Ao mesmo tempo, as grandes redes varejistas começaram a trabalhar com confecções, como a Casas Pernambucanas, depois outras chegaram como a Taú Magazine, depois a Evolução, todas instaladas na Rua do Comércio ocupando espaços antes dominados pelo comércio familiar.

Trouxeram vitrines chamativas, coleções diferenciadas, estratégias de marketing e uma oferta de produtos que atendia ao desejo de modernidade da época.
Essas mudanças não apenas afetaram o ritmo dos armarinhos, mas também alteraram profundamente a relação das famílias com o vestuário.

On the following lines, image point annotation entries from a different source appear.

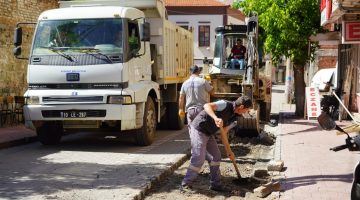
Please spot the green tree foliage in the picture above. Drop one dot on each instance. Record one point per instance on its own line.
(288, 24)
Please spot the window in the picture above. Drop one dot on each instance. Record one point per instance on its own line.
(186, 27)
(204, 36)
(133, 37)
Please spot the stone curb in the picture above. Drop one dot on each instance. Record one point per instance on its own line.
(17, 142)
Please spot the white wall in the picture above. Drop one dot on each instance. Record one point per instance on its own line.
(232, 20)
(193, 21)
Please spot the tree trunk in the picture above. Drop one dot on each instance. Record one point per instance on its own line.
(299, 89)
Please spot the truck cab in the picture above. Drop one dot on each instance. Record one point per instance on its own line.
(103, 64)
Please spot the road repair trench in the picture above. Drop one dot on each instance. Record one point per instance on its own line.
(253, 156)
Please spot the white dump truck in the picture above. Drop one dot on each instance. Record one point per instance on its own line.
(105, 64)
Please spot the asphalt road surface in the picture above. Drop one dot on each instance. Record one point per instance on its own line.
(88, 166)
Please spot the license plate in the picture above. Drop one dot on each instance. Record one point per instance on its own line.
(72, 114)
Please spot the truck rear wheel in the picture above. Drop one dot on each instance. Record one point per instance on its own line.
(50, 133)
(175, 122)
(146, 135)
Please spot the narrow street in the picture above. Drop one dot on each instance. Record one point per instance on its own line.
(87, 166)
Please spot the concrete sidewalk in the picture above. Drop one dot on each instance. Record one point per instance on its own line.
(312, 171)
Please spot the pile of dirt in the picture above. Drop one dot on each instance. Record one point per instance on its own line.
(250, 153)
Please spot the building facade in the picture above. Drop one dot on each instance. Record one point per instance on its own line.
(342, 19)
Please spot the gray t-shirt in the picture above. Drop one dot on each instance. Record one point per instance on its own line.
(196, 90)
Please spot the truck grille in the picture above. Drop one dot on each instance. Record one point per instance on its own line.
(57, 113)
(92, 99)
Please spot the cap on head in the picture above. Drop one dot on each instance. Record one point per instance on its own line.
(195, 69)
(243, 100)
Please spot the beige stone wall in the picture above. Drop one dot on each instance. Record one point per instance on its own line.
(12, 70)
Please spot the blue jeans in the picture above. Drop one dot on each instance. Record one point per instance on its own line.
(240, 61)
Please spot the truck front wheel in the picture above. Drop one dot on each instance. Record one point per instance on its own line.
(146, 135)
(50, 133)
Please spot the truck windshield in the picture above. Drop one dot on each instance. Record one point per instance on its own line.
(77, 36)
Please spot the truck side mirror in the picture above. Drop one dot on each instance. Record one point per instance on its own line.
(145, 31)
(17, 51)
(18, 36)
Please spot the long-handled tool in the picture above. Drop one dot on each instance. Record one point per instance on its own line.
(233, 160)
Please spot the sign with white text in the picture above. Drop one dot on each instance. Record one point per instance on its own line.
(312, 102)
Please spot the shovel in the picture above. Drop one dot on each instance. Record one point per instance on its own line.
(233, 160)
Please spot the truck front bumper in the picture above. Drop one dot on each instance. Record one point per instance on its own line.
(99, 112)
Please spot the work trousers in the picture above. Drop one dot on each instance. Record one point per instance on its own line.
(202, 144)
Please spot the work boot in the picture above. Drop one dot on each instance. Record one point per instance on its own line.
(219, 188)
(186, 189)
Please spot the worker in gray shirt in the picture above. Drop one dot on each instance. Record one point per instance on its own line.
(194, 94)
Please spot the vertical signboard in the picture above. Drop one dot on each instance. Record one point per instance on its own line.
(312, 102)
(325, 10)
(350, 32)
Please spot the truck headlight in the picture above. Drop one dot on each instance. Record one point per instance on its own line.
(118, 99)
(32, 100)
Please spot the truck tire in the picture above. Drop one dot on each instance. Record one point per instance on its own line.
(146, 135)
(175, 122)
(50, 133)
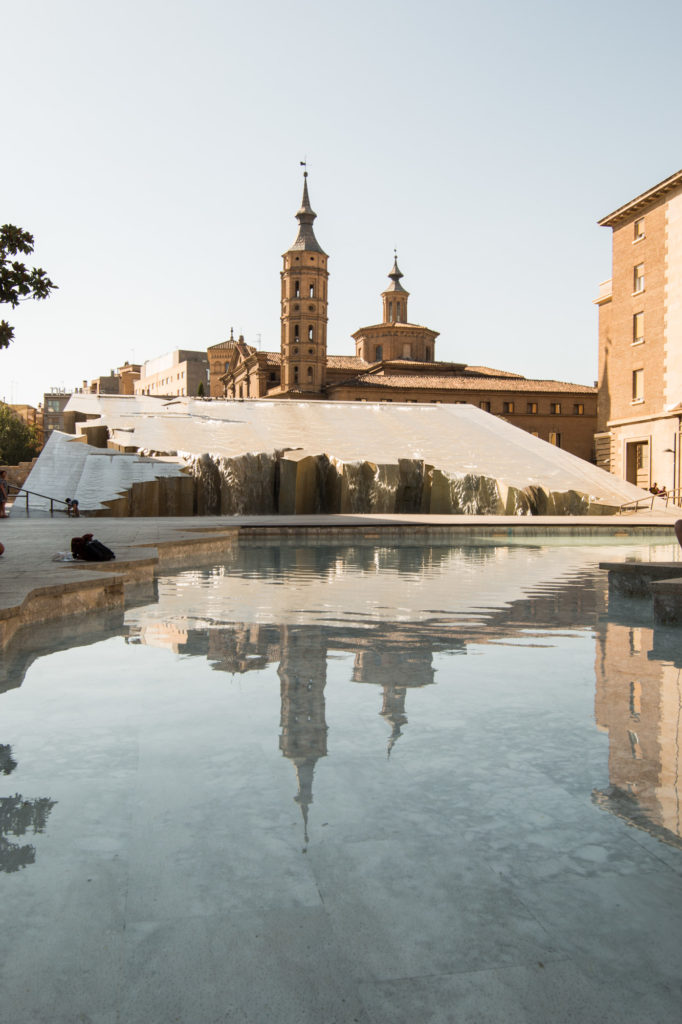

A prática de costurar roupas em casa começou a perder força, e o hábito de comprar peças prontas ganhou espaço, especialmente entre os jovens que buscavam acompanhar as tendências que vinham das capitais.

Pilares do desenvolvimento local
Apesar dessa transformação, é inegável a contribuição dos armarinhos para o desenvolvimento econômico da cidade. Eles foram responsáveis por movimentar o comércio local, impulsionar pequenas manufaturas, oferecer empregos e formar gerações de costureiras e artesãs. Culturalmente, deixaram um legado de criatividade, tradição e convivência comunitária. Com o passar dos anos, o comércio foi se expandindo nas ruas próximas à Rua do Comércio e hoje ele está presente em toda a cidade, principalmente nos bairros mais distantes. Fruto das pequenas lojas da Rua do Comércio que ajudaram a alavancar o progresso de Vargem Grande do Sul.